Alas, I found myself at the grocery store just missing my canned tuna so much. I said to myself, "Should all the ignorant people eat all the food that is available without so much as a wince, as the oceans become depleted and our planet is destroyed, while I, with all my stupid knowledge, go without the splendors of seafood on my table?" I shrugged. I bought the evil food.

Friday, April 16, 2010

PEARS!


One of the great things about having a kid is that she unearths things that I forgot I had. I don't know where she finds the stuff -- I think there must be a secret fairy world where children are allowed to go and fetch the things that the fairies took. Anyway, yesterday Ariel found an old sketchbook of mine, and she colored on all the pages. As I leafed through the book myself, I found a couple of recipes that I had jotted down, probably from watching a cooking show on TV. I drew a little picture with it.

We've been eating a lot of pears lately, because my acupuncturist says they are good for my lungs. Also, the organic pears taste like flowers right now, like lilacs or other spring blossoms. This recipe was just perfect, especially because it includes blue cheese.

PEAR SALAD OF UNKNOWN ORIGIN
Ingredients:
pears
thyme
honey
salad greens
blue cheese
vinaigrette dressing

Directions:
In a medium size baking dish, slice pears and fan them over thyme sprigs. Drizzle with honey. Bake for about 10-15 minutes at 400 degrees F. When cool, combine with fresh spring greens and blue cheese. I also add toasted walnuts to this salad.

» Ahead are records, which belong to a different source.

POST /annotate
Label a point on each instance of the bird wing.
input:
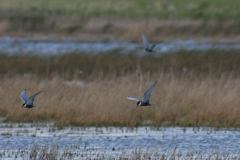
(31, 99)
(145, 40)
(154, 45)
(147, 95)
(134, 99)
(23, 96)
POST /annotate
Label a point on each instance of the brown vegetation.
(183, 102)
(193, 89)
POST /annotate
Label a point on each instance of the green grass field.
(121, 19)
(175, 9)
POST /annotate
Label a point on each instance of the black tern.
(146, 97)
(149, 48)
(28, 101)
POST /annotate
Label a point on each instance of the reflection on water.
(50, 47)
(116, 139)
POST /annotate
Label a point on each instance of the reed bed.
(183, 102)
(192, 90)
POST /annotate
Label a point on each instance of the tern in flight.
(28, 101)
(149, 48)
(146, 97)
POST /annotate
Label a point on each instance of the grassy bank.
(215, 64)
(193, 89)
(126, 19)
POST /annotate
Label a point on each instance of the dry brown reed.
(102, 102)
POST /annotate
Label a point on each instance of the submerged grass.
(193, 89)
(76, 151)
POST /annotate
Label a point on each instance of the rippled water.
(114, 140)
(50, 47)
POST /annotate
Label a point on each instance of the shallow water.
(115, 140)
(49, 47)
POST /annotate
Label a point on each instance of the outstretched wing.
(134, 99)
(23, 96)
(147, 95)
(31, 99)
(145, 40)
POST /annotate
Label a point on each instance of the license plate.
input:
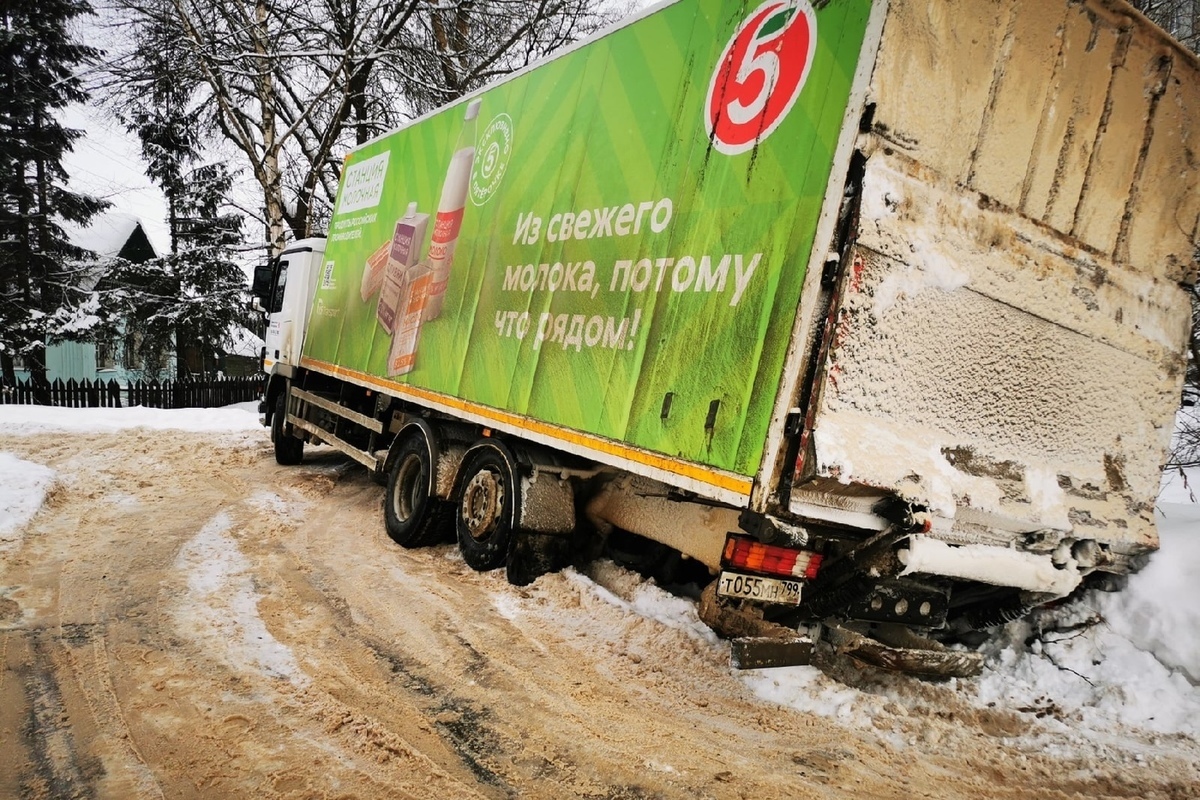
(753, 587)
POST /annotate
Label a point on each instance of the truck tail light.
(749, 554)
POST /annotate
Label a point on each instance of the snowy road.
(183, 618)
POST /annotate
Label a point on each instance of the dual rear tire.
(481, 521)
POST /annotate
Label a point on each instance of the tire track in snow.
(221, 605)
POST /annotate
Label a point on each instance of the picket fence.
(202, 392)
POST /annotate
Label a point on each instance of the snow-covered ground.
(1122, 660)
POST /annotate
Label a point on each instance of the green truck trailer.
(869, 316)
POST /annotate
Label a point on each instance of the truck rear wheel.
(486, 506)
(288, 450)
(413, 515)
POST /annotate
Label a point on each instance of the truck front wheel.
(486, 506)
(414, 516)
(288, 450)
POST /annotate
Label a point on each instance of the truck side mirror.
(262, 284)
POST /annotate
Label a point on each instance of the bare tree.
(1180, 18)
(293, 83)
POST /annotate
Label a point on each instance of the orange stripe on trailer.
(720, 480)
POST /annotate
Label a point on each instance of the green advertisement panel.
(613, 241)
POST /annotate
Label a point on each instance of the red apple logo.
(760, 74)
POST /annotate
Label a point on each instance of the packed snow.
(23, 420)
(1128, 659)
(221, 606)
(23, 486)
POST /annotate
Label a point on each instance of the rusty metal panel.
(1162, 223)
(1113, 166)
(934, 76)
(1079, 84)
(1008, 140)
(994, 371)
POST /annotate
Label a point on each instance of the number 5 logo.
(760, 74)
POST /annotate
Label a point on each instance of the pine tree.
(189, 299)
(37, 62)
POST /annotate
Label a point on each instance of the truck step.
(765, 651)
(929, 660)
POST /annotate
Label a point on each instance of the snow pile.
(646, 600)
(221, 609)
(1131, 657)
(23, 487)
(808, 690)
(24, 420)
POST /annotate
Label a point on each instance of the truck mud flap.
(933, 661)
(765, 651)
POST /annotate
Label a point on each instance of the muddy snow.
(181, 617)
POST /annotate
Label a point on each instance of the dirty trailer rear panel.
(1009, 340)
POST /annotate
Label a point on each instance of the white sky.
(107, 161)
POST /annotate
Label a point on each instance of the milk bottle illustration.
(406, 242)
(449, 220)
(373, 271)
(413, 298)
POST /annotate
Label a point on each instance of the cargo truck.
(873, 316)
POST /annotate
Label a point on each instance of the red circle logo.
(760, 74)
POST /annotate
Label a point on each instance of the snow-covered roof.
(106, 234)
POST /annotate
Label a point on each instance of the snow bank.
(1131, 657)
(23, 487)
(24, 420)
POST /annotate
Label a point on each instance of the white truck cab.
(288, 282)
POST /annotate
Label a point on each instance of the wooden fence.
(207, 392)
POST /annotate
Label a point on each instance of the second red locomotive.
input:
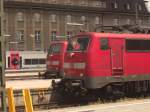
(112, 62)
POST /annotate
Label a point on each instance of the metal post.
(2, 76)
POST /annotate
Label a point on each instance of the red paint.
(108, 62)
(54, 57)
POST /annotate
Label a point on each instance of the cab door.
(116, 46)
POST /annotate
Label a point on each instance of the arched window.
(128, 21)
(53, 18)
(68, 18)
(20, 16)
(83, 18)
(97, 20)
(37, 17)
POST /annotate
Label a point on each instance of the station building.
(31, 24)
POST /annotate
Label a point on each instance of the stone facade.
(32, 23)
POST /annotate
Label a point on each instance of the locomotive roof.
(115, 35)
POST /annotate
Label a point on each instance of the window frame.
(137, 50)
(106, 46)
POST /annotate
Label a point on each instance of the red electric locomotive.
(116, 63)
(55, 59)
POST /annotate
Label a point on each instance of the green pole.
(2, 60)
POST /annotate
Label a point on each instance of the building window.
(53, 1)
(20, 35)
(100, 4)
(68, 2)
(53, 35)
(97, 21)
(37, 36)
(127, 6)
(53, 18)
(83, 2)
(83, 18)
(68, 18)
(115, 22)
(69, 34)
(139, 7)
(20, 16)
(140, 22)
(37, 17)
(114, 5)
(128, 21)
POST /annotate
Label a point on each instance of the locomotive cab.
(92, 64)
(55, 59)
(115, 63)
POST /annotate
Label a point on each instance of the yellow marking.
(11, 102)
(27, 100)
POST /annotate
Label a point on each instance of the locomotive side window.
(56, 48)
(138, 45)
(78, 44)
(104, 44)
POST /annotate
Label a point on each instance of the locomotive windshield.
(78, 44)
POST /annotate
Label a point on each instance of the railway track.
(54, 102)
(22, 77)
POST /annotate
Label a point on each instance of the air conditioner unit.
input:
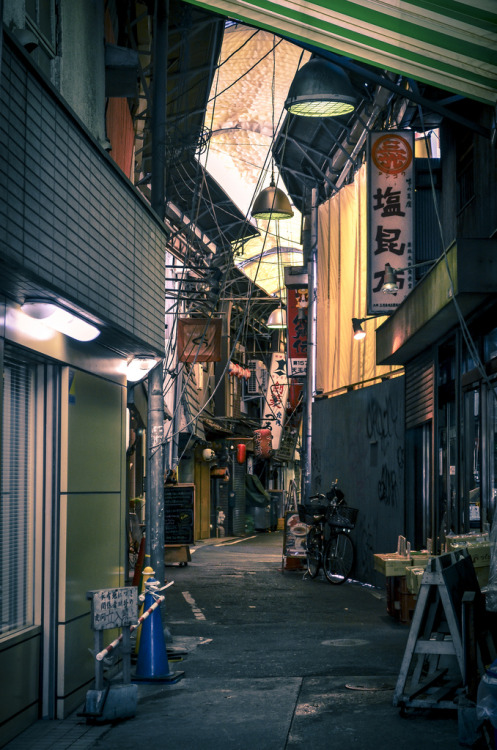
(256, 384)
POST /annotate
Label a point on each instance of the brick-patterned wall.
(68, 216)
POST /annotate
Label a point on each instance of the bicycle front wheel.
(338, 558)
(312, 546)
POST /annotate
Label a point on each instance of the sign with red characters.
(297, 301)
(390, 216)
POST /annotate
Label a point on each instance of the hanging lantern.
(263, 443)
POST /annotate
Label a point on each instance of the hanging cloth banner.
(199, 339)
(276, 398)
(390, 216)
(296, 302)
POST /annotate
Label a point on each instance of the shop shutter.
(419, 383)
(17, 509)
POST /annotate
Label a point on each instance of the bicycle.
(328, 543)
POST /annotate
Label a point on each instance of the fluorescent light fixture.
(321, 89)
(139, 367)
(60, 319)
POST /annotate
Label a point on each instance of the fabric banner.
(342, 253)
(199, 339)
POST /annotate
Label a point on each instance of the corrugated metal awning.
(446, 43)
(428, 313)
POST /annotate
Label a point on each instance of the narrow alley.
(275, 661)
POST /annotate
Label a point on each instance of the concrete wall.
(358, 438)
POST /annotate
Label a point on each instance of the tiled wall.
(67, 214)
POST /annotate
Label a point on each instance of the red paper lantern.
(263, 443)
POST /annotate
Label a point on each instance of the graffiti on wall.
(382, 423)
(383, 428)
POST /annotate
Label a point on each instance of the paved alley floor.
(274, 661)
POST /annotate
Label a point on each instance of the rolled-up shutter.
(419, 380)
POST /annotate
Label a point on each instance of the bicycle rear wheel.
(338, 558)
(312, 546)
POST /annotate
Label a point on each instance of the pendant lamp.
(272, 203)
(321, 89)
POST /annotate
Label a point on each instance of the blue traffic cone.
(152, 664)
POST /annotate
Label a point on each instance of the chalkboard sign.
(179, 509)
(113, 608)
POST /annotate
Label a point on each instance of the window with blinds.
(17, 499)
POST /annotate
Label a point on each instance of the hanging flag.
(390, 216)
(199, 339)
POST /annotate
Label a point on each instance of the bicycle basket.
(343, 516)
(307, 512)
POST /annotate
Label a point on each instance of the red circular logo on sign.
(391, 154)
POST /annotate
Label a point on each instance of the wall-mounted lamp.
(272, 204)
(60, 319)
(359, 333)
(277, 319)
(321, 89)
(390, 282)
(139, 367)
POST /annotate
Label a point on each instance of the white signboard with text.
(276, 398)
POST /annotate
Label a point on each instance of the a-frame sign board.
(447, 642)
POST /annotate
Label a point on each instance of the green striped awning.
(450, 44)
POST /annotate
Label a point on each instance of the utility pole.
(310, 385)
(154, 513)
(159, 107)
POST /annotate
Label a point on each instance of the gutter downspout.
(159, 107)
(154, 517)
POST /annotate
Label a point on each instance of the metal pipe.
(154, 508)
(159, 107)
(311, 345)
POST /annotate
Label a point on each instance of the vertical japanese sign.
(276, 398)
(390, 215)
(296, 305)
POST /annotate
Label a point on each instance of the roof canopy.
(448, 44)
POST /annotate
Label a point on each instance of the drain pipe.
(311, 344)
(159, 112)
(154, 508)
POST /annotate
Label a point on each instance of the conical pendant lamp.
(272, 203)
(277, 319)
(321, 89)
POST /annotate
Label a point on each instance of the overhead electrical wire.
(244, 321)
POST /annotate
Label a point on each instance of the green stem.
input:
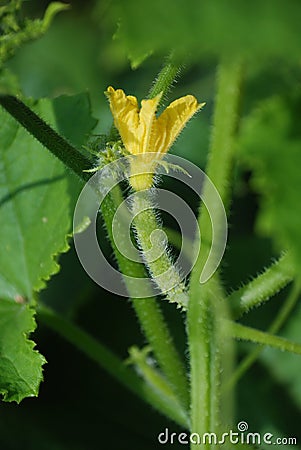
(149, 314)
(263, 287)
(108, 361)
(46, 135)
(276, 325)
(206, 306)
(261, 337)
(154, 252)
(165, 79)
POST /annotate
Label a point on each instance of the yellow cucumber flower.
(145, 135)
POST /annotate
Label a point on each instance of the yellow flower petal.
(147, 120)
(126, 118)
(172, 121)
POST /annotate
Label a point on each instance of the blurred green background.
(124, 44)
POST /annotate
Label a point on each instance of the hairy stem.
(239, 331)
(263, 287)
(276, 325)
(150, 236)
(148, 312)
(108, 361)
(165, 79)
(208, 344)
(47, 136)
(150, 315)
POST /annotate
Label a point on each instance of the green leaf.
(14, 32)
(37, 196)
(20, 364)
(270, 145)
(285, 367)
(258, 29)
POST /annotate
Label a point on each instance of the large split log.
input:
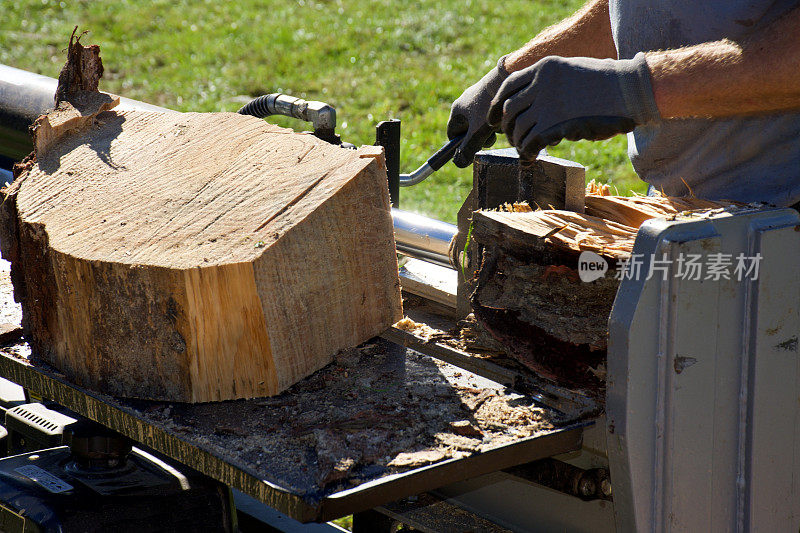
(194, 257)
(529, 294)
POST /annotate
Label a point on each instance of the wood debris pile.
(529, 295)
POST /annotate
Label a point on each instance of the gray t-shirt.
(747, 159)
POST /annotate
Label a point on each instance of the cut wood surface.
(529, 295)
(195, 256)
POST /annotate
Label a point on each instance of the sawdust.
(376, 411)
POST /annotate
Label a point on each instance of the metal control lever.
(434, 163)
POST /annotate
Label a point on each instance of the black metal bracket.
(387, 134)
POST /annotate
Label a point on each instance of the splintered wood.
(193, 256)
(529, 295)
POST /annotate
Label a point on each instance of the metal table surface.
(381, 423)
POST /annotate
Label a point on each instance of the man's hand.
(572, 98)
(468, 115)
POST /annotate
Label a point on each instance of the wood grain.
(197, 257)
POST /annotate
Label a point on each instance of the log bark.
(195, 256)
(529, 295)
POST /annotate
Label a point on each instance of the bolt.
(587, 487)
(605, 487)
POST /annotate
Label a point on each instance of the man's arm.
(587, 33)
(760, 74)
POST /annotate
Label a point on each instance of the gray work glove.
(468, 115)
(572, 98)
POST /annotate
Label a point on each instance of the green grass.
(371, 60)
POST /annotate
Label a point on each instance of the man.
(707, 88)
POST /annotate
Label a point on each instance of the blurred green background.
(372, 60)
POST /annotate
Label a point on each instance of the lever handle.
(434, 162)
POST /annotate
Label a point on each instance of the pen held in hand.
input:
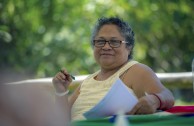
(69, 74)
(72, 77)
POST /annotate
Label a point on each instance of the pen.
(72, 77)
(69, 74)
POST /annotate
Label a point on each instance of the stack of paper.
(119, 98)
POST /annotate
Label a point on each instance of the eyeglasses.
(112, 43)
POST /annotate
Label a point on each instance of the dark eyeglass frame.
(103, 42)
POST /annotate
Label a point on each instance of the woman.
(113, 42)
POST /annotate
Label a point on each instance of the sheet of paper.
(119, 98)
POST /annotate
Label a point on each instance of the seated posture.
(113, 42)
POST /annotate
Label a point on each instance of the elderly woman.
(113, 42)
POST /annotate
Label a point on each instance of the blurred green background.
(39, 37)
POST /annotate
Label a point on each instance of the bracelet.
(158, 99)
(62, 94)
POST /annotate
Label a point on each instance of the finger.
(64, 71)
(62, 76)
(135, 109)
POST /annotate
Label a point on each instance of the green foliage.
(39, 37)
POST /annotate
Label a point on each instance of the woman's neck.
(106, 73)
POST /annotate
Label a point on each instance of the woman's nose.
(106, 46)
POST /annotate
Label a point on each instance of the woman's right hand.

This recipe called for a vinaigrette made from white grape juice, grape seed oil, and shallots. I say you should always use your favorite homemade vinaigrette. I don't usually stock shallots. For this I found that the Eden organic apple cider vinegar was a good match. After tasting the Eden vinegar, I will never buy generic cider vinegar again. Pear vinegar would be super tasty with this salad. Have you ever tried blood orange vinegar? Maybe I should do a post on vinegar some day.

Wednesday, April 14, 2010

Spanish Cooking Made Easy

Check out this link from my amiga, Carmen, in Spain.

Brava Carmen!

Wednesday, April 7, 2010

It's a New Age

Folks, you are watching me change before your very eyes! Spending so much time at 3 Treasures Community Acupuncture has me developing a taste for New Age music. Yup, you heard me. NEW AGE MUSIC. I find myself shopping on iTunes for the best stuff. I know it sounds crazy, but let me tell you a little bit about myself.

I went to college at the University of California Santa Cruz. If you know anything about the school, enough said. But if you don't, here's some tidbits:

1) No grades.
2) Big Environmental Studies program (back in '86 this was unheard of).
3) Shirt & shoes optional in class.
4) It's in the redwood forest overlooking Monterey Bay.
5) Longhairs, longhairs, longhairs.

Also, the town of Santa Cruz is THE hippie 60's throwback town. At least until the earthquake. Of course, now it's probably rivaled by Burlington, VT, or some place like that. But I digress.

I eat well. I eat whole grains, fruits, and vegetables. I used to be a vegetarian. Then I was "vegetarian-like." Now I'm an omnivore. I love meat! (But of course, I buy only the most responsible meat, because I just can't stand the thought of factory farming.) I bring my own bags to the grocery store. I shop at farmers' markets.

OK. None of this no big deal, right? I'm not special. I've always leaned towards the recycle, reuse, compost. And now I like New Age music. My acupuncturist has me off coffee and sugar. Yikes!

What's happening? I am scared. What if I want to do some crackpot diet like Only Lemon Juice for 10 Days? I once knew a woman in SC who only ate tomatoes. Exclusively. I am really scared I might be losing my mind. So if you catch me wanting to change my diet (or my daughter's) to some crazy shit like that, please put a stop to it.

But, there's probably no real danger here. After all, I still swear publicly. Also, I shave my legs if they are going to show. And while Ariel was napping today, I spent about 20 minutes plucking my eyebrows. So I think I'm safe from becoming a total naturalist freak.

Neighbors, if you see me naked in the yard, call the police!